El solsticio y la Navidad

Pablo Granja

Mientras se mantuvo en vigencia el calendario juliano, desde el año 45 a. C., en Europa se estableció al 25 de diciembre como la fecha del solsticio de invierno; sin embargo, este calendario tenía una imprecisión consistente en que se desfasaba con el solsticio astronómico, adelantándose tres días cada cuatro siglos. En 1582, el papa Gregorio XIII, ordenó poner en vigencia el calendario gregoriano, con lo que el solsticio de invierno empezó a registrarse cada 21 de diciembre con una variación mínima de apenas un día en 3.000 años. El solsticio es el momento en que el hemisferio norte se encuentra más alejado del sol por lo que es la noche más larga del año, pero a partir de la cual los días empiezan a ser más largos. Este hecho astronómico era conocido desde la antigüedad y por ello también ha tenido distintas interpretaciones que dependen de las culturas, siendo la más común la de considerar un renacimiento de la Tierra que se celebraba con diferentes rituales, inspirados en mitos y leyendas relacionadas con la intensidad o energía solar; la precisión del acontecimiento también permitía asociar con las fechas en que debían iniciarse las siembras o el apareamiento de los animales. Para los romanos era la celebración del Sol Invicto, o sea el regreso de la luz que había triunfado sobre las tinieblas, tradición que fue sustituida con la celebración de la Navidad establecida con la difusión del cristianismo.

Las celebraciones de veneración al Sol en la América prehispánica también tenían gran relevancia. Por encontrarse en el hemisferio sur, las poblaciones andinas celebraban el solsticio de invierno, Inti Raymi, cada 21 de junio; mientras que el 21 de diciembre celebraban el Capaq Inti Raymi, o Fiesta del Gran Sol. Ambas fueron prohibidas en 1572 por el virrey Francisco Álvarez de Toledo por considerarlas como ceremonias paganas y contraria a la fe católica.

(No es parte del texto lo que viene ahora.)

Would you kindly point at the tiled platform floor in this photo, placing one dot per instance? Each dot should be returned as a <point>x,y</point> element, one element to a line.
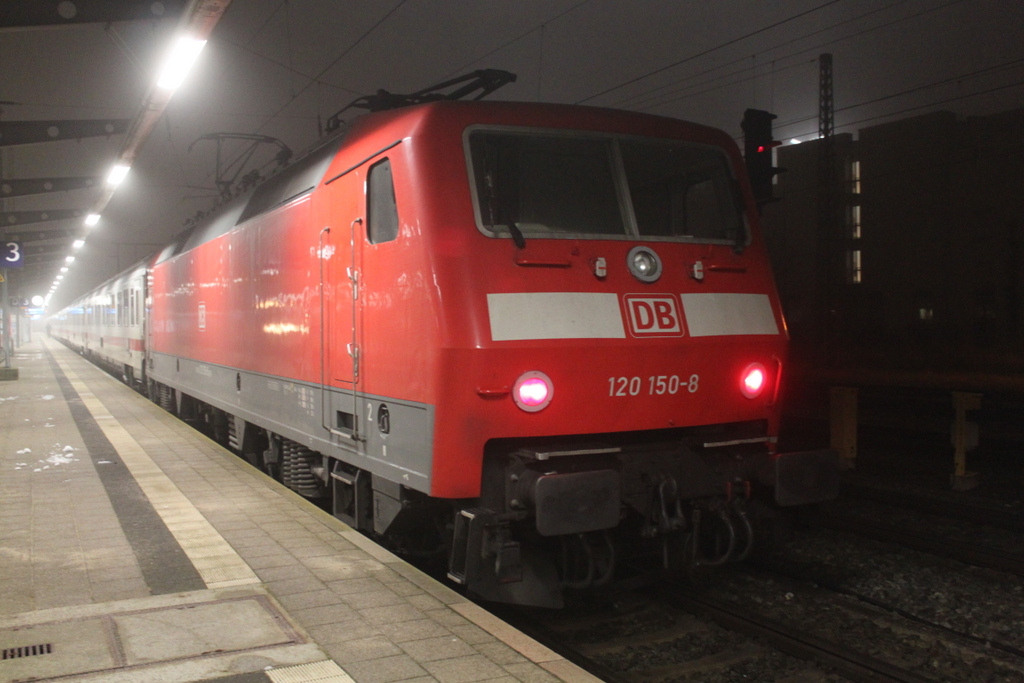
<point>122,526</point>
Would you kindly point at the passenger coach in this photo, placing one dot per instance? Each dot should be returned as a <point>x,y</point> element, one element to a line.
<point>525,338</point>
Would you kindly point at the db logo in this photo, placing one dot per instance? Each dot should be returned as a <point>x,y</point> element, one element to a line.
<point>653,315</point>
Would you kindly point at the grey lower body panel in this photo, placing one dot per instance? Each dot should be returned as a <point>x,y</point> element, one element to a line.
<point>386,436</point>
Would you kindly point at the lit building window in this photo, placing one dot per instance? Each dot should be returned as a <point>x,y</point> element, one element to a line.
<point>853,266</point>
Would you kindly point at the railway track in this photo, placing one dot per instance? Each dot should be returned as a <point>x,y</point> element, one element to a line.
<point>920,538</point>
<point>669,633</point>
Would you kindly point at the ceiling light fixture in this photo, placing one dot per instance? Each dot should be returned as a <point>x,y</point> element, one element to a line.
<point>117,174</point>
<point>178,61</point>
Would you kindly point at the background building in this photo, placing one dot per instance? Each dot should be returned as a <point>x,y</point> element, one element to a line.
<point>913,261</point>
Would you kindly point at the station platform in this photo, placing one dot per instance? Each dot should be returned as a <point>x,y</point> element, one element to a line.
<point>135,550</point>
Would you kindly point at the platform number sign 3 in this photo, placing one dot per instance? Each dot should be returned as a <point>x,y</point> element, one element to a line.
<point>10,255</point>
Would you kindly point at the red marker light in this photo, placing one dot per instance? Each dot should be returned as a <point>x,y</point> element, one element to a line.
<point>753,380</point>
<point>532,391</point>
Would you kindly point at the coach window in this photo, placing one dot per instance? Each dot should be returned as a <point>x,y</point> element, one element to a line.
<point>382,211</point>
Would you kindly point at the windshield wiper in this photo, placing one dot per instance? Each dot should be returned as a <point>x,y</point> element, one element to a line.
<point>517,237</point>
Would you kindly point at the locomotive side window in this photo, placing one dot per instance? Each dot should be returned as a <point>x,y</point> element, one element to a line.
<point>546,183</point>
<point>382,211</point>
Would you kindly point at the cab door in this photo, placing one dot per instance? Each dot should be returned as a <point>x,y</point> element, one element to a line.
<point>340,243</point>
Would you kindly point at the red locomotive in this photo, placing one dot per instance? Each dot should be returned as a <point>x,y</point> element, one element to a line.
<point>530,335</point>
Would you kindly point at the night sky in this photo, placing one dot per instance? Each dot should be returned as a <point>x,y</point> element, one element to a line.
<point>280,68</point>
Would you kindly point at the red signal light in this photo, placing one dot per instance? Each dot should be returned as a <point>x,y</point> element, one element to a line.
<point>753,380</point>
<point>532,391</point>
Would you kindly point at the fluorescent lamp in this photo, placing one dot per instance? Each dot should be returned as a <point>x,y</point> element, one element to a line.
<point>117,174</point>
<point>178,61</point>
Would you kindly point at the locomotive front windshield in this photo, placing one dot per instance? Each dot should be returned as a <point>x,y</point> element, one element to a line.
<point>560,185</point>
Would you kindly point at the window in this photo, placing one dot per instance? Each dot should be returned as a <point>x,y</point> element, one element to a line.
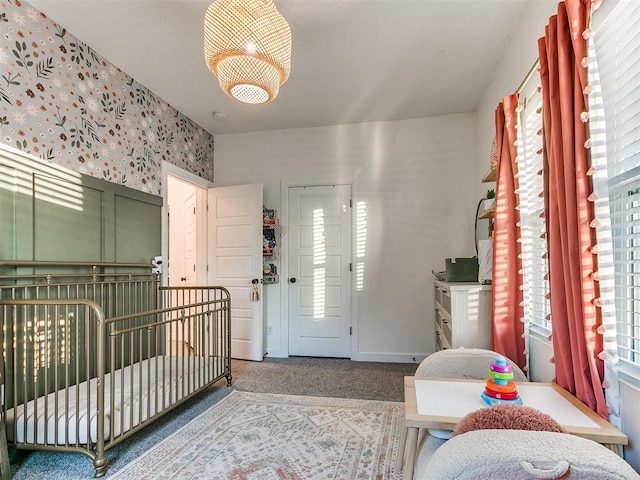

Desde la aparición del cristianismo el 24 de diciembre se celebra el hecho más importante de su liturgia como es el nacimiento de Jesús, hijo humanizado de Dios y enviado para salvar a los hombres que han caído en las tentaciones de este mundo impío. Y aunque es una fecha que se celebra en familia, este rito de salvación y gratitud ha ido perdiendo su verdadero significado, inclusive entre quienes aún gozan del privilegio de la fe. Independientemente de profesar cualquier creencia religiosa, o inclusive ninguna, parecería que en el mundo entero nos hemos acostumbrado a desestimar los mensajes que nos han sido legados desde el pasado mediante historias, parábolas, alegorías, fábulas, metáforas, relatos, mitos y leyendas.

La interpretación de la Navidad, como un acto sublime de humildad que relata el nacimiento del Hijo de Dios en las condiciones de indigencia más extrema; de esperanza porque hay un mensaje de reconciliación entre lo divino y lo humano; de amor porque no puede haber un sentimiento más genuino que la maternidad; en muchos casos ha pasado a un segundo plano para convertirse en un agravio a la pobreza; en el escaparate desde el cual se exhiben la vanidad y el orgullo; y muchas veces en la demostración de una opulencia adquirida a través del desfalco.

Moros y cristianos, judíos y budistas, agnósticos o indiferentes, nadie debería permanecer impávido ante el mensaje de solidaridad que se celebra. Una solidaridad con los enfermos que no sanan, con los ausentes que no regresan, con los humildes que no tienen, con los solitarios que sufren, con los hambrientos que no cenan. 25 de diciembre, día en que el Sol Invicto ha vencido a las tinieblas, en que la Tierra marca el momento de la recuperación y que se recuerda la ofrenda de Dios a la Humanidad, debería ser una fecha para la reflexión sobre la recuperación de los valores, del respeto al derecho ajeno y al bien común, de la reconciliación y el arrepentimiento. Una fecha para cumplir las promesas y renovar las intenciones.